外邪とは、自然界に存在する病因(六淫など)が体表から侵入し、人体の生理機能を乱す病理要因を指す中医学の基本概念です。
主に皮毛・口鼻を通じて侵入し、体表(表証)から始まり、進行すると臓腑(裏証)へと波及します。
主な種類
- 風邪: 百病の長。
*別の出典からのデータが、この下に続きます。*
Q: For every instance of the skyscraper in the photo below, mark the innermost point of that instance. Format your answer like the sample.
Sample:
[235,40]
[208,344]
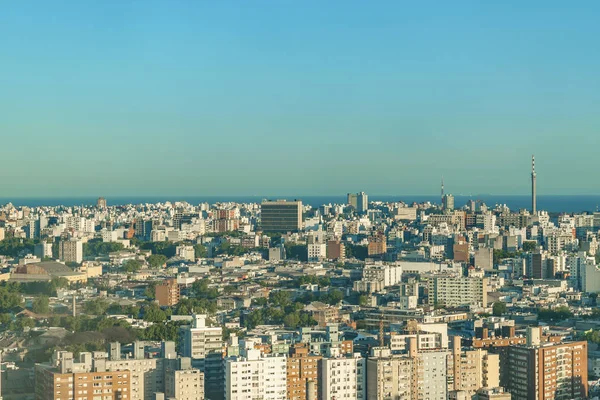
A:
[533,188]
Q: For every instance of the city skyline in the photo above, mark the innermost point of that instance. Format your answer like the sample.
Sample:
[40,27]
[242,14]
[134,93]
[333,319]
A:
[113,98]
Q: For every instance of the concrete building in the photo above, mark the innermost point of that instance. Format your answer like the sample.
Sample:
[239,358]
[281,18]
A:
[453,291]
[473,369]
[302,373]
[390,376]
[167,293]
[85,378]
[281,216]
[343,377]
[182,382]
[70,251]
[255,375]
[538,371]
[204,345]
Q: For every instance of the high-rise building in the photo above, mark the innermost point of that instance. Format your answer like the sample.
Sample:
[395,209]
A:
[451,291]
[70,251]
[448,202]
[281,216]
[533,187]
[101,203]
[204,344]
[343,377]
[255,375]
[539,371]
[167,293]
[390,376]
[302,368]
[84,379]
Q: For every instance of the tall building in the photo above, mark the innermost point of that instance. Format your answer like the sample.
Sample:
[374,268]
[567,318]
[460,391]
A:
[538,371]
[167,293]
[390,376]
[281,216]
[84,379]
[182,382]
[254,375]
[70,251]
[343,377]
[204,345]
[453,291]
[359,201]
[533,187]
[448,202]
[302,373]
[473,369]
[101,203]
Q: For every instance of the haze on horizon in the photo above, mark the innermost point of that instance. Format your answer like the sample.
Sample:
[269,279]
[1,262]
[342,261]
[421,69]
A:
[127,98]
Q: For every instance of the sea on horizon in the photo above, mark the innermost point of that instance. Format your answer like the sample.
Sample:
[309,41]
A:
[550,203]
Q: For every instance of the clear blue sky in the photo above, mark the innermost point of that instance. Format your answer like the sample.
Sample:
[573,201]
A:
[117,97]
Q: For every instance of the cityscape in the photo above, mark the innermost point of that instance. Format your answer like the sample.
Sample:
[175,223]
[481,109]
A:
[299,200]
[281,300]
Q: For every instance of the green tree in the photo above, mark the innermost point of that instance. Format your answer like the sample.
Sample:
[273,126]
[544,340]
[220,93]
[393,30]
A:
[363,300]
[96,307]
[499,309]
[41,305]
[156,261]
[153,313]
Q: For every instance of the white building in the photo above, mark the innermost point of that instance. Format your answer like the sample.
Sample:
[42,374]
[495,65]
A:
[343,378]
[253,375]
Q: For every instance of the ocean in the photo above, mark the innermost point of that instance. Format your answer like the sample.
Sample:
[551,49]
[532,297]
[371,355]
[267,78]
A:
[550,203]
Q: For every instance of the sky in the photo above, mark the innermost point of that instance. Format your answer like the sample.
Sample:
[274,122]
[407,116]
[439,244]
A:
[122,97]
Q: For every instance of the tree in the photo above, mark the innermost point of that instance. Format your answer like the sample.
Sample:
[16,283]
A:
[132,266]
[499,308]
[280,298]
[156,261]
[41,305]
[153,313]
[96,307]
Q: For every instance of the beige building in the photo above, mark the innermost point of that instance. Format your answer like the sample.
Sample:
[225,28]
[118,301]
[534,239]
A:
[451,291]
[70,251]
[472,369]
[390,376]
[65,379]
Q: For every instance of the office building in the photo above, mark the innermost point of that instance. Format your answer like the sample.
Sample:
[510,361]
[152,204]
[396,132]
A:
[390,376]
[70,251]
[85,378]
[167,293]
[539,371]
[451,291]
[343,377]
[281,216]
[302,373]
[204,345]
[255,375]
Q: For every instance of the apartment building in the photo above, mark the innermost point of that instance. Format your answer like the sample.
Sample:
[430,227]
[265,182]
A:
[343,377]
[66,378]
[540,371]
[456,291]
[390,376]
[255,375]
[167,293]
[302,373]
[281,216]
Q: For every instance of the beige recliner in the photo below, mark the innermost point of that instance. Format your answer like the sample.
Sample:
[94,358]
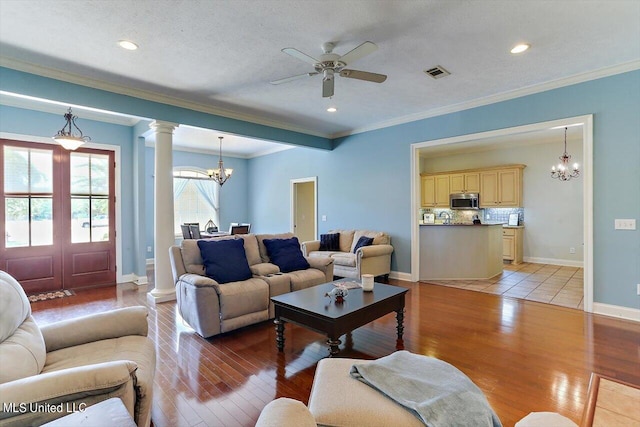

変化が速く、上半身・体表を侵しやすい。
- 寒邪: 凝滞・収引の性質を持ち、疼痛や冷えを生じる。
- 暑邪: 熱性・上昇性が強く、発汗・口渇を伴う。
- 湿邪: 重濁・粘滞し、長引きやすい。
- 燥邪: 津液を損傷し、乾燥症状を起こす。
- 火(熱)邪: 炎上・消耗性が強く、内熱を形成する。
病理機転
- 外邪が体表から侵入 → 衛気と抗争。
- 正気が充実していれば発汗などで排出。
- 正気不足や邪が強い場合、表から裏へ伝変。
主な症状
- 悪寒・発熱・頭痛・身体痛
- 鼻水、咽痛、咳嗽
- 発汗異常(無汗・自汗)
- 舌苔の変化(薄白・薄黄など)
- 脈の浮・緊・数など
舌・脈の所見
- 舌: 初期は舌質変化少なく、苔に変化が出やすい
- 脈: 浮脈を基本に、寒で緊、熱で数を呈する
関連する病証との鑑別
代表的な方剤
- 麻黄湯: 風寒外感・無汗。
- 桂枝湯: 風寒外感・有汗。
- 銀翹散: 風熱外感。
- 藿香正気散: 外感湿邪。
治法
養生の考え方
- 気候変化に応じて衣服を調整する。
- 過労を避け、正気を消耗しない。
- 発症初期は無理をせず休養をとる。
- 汗のかき過ぎ・冷やし過ぎに注意。
まとめ
外邪は、外界から侵入する病因の総称であり、
発症の初期段階を形成する重要な概念です。
早期に適切な解表を行うことで、病邪の深部侵入を防ぎ、
重症化や慢性化を避けることができます。